Model quantization is a technique for reducing the memory footprint of a model by converting portions of a model to use quantized representations. Typically, these quantized representations are low-precision integers.

This is an experimental API which implements weight-only quantization. The implementation in this module will convert dense layers in a large model to quantized-variants. The only supported quantization type is {:s, 8}. Axon quantization is inference-only. Training is not currently supported.

Summary

Functions

quantize(model, model_state)

Quantizes a model and a model state.

quantize_model(model)

Replaces standard operations with quantized variants.

quantize_model_state(model, model_state)

Returns a quantized model state.

weight_only_quantized_dense(x, units, opts \\ [])

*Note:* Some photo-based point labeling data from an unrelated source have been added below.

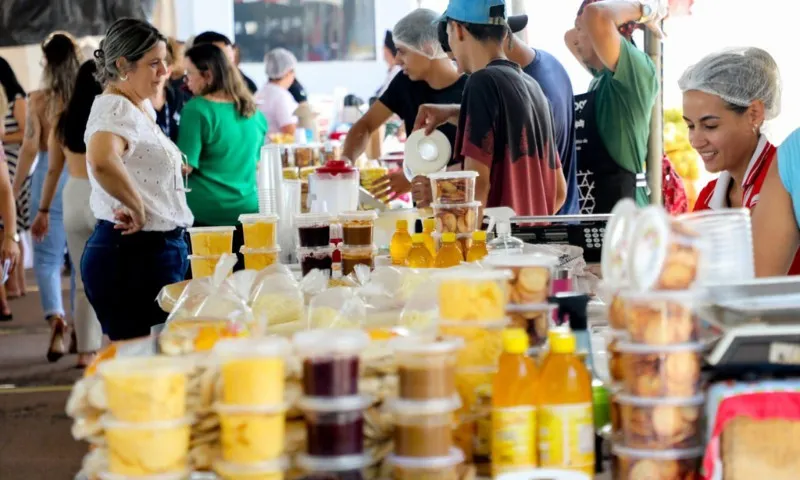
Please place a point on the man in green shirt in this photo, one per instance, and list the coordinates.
(612, 120)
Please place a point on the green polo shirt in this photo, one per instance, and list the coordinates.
(624, 102)
(223, 148)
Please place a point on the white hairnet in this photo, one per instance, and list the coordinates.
(279, 62)
(739, 76)
(418, 31)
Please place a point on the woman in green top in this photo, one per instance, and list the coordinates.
(221, 134)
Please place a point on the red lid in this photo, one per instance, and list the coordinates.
(335, 167)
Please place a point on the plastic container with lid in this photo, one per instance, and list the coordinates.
(453, 187)
(208, 241)
(260, 230)
(661, 371)
(661, 423)
(334, 426)
(473, 294)
(426, 369)
(141, 449)
(457, 217)
(330, 361)
(662, 318)
(145, 389)
(252, 370)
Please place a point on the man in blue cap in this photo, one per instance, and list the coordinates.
(505, 126)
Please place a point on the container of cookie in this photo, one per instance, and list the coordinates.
(632, 464)
(661, 423)
(453, 187)
(457, 217)
(664, 253)
(665, 371)
(662, 318)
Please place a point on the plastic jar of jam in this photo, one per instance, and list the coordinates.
(330, 361)
(357, 227)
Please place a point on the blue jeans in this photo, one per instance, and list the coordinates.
(48, 255)
(122, 275)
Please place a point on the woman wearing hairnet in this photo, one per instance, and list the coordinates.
(727, 97)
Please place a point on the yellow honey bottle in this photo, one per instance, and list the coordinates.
(565, 413)
(478, 249)
(419, 256)
(514, 431)
(400, 244)
(449, 254)
(428, 226)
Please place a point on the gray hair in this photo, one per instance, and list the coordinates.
(126, 38)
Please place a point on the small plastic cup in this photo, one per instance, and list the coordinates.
(334, 426)
(665, 371)
(260, 231)
(142, 449)
(330, 361)
(145, 389)
(252, 370)
(661, 423)
(251, 434)
(426, 369)
(259, 258)
(453, 187)
(210, 241)
(357, 227)
(432, 468)
(270, 470)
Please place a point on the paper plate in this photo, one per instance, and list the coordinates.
(426, 154)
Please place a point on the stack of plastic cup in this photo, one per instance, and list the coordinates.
(424, 410)
(252, 408)
(208, 245)
(331, 404)
(260, 248)
(147, 428)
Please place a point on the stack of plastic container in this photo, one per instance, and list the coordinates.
(208, 245)
(147, 428)
(252, 409)
(260, 248)
(454, 206)
(331, 404)
(424, 410)
(357, 246)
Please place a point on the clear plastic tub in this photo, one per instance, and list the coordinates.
(453, 187)
(251, 434)
(435, 468)
(260, 230)
(632, 464)
(426, 369)
(145, 389)
(259, 258)
(330, 361)
(662, 318)
(473, 295)
(357, 227)
(667, 371)
(271, 470)
(252, 370)
(141, 449)
(334, 426)
(661, 423)
(457, 218)
(209, 241)
(531, 275)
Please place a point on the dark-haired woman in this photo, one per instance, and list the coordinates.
(221, 134)
(66, 145)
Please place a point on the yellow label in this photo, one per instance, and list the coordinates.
(513, 438)
(566, 437)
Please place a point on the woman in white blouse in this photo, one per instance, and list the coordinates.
(138, 197)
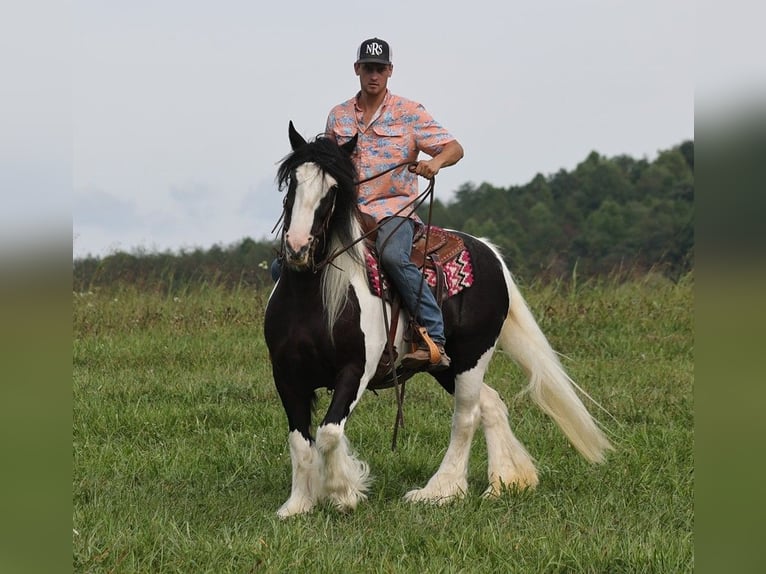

Adds a weight-only quantized dense layer to the network.

Functions

quantize(model, model_state)

Quantizes a model and a model state.

Given a model and model state, this method will rewrite all of the dense layers in the model to perform weight-only 8-bit integer versions of the same operation. It will also replace values for all dense kernels in the given model state with quantized tensors.

quantize_model(model)

Replaces standard operations with quantized variants.

The only supported conversion is to convert regular dense layers to a weight-only 8-bit integer variant. Note that this only replaces the properties of the model. If you have a pre-trained model state that you wish to quantize, refer to Axon.Quantization.quantize_model_state/2.

All :dense layers in the model are replaced with Axon.Quantization.weight_only_quantized_dense/3.

quantize_model_state(model, model_state)

Returns a quantized model state.

Given a model and a model state, this function will replace all dense layer kernels with a quantized version of the weight.

Training is not currently supported, so all quantized layers are automatically frozen.

weight_only_quantized_dense(x, units, opts \\ [])

Adds a weight-only quantized dense layer to the network.

This is equivalent to a dense layer, but works on quantized weights for reducing model memory footprint.

Compiles to Axon.Quantization.Layers.weight_only_quantized_dense/3.

Options

:name - layer name.
:kernel_initializer - initializer for kernel weights. Defaults to :glorot_uniform.
:bias_initializer - initializer for bias weights. Defaults to :zeros.
:use_bias - whether the layer should add bias to the output. Defaults to true.